Os efeitos do fenómeno El Niño estendem-se muito acima do Oceano Pacífico e através da Terra. "As nuvens altas empurram a atmosfera e desencadeiam ondas [atmosféricas]", que perturbam o clima em todo o planeta, explica a oceanógrafa Regina Rodrigues.

As alterações climáticas causam estes fenómenos?

El Niño e La Niña são fenómenos naturais. Os cientistas não conseguiram ainda descobrir ao certo o que os causa, mas através de recifes de coral e de anéis das árvores sabem que sempre variaram.

Há algumas provas de que estes fenómenos se tornaram mais fortes, mas não é claro se isso aconteceu meramente por acaso.

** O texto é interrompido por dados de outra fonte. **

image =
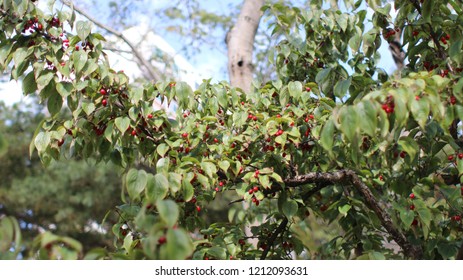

Moçambique é um dos países africanos mais expostos a fenómenos climáticos extremos Foto: Getty Images/AFP/Y. CHiba

Segundo o IPCC, um organismo científico da ONU que avalia regularmente trabalhos de investigação sobre as alterações climáticas, alguns modelos mostram o fenómeno El Niño a ficar mais forte no futuro, enquanto outros o veem a enfraquecer.

O IPCC também descobriu que os efeitos dos eventos extremos El Niño e La Niña podem tornar-se mais fortes à medida que o planeta aquece. Como o ar mais quente pode absorver mais humidade, El Niño pode significar mais queda de chuva, diz Ludescher.

Ao queimar combustíveis fósseis e destruir florestas, a humanidade aqueceu o planeta 1,2ºC graus desde a Revolução Industrial.

As temperaturas globais aumentaram cerca de 0,1ºC durante os anos do fenómeno El Niño. Já nos anos de La Niña, caíram aproximadamente na mesma quantidade.

Porque é que El Niño e La Niña são importantes?

Muitas previsões meteorológicas sazonais dependem da previsão correta da fase e da força dos fenómenos El Niño e La Niña. E essa informação pode ajudar todas as pessoas.

"Isto não é apenas interessante teoricamente, é uma informação útil", afirma Coughlan de Perez. Por exemplo, os governos locais podem fazer planos de alerta precoce relativos a ondas de calor e criar sistemas para proteger os residentes idosos, que correm maior risco de morte.

"O que está em causa é a nossa preparação e como podemos sobreviver num mundo em aquecimento", conclui Perez.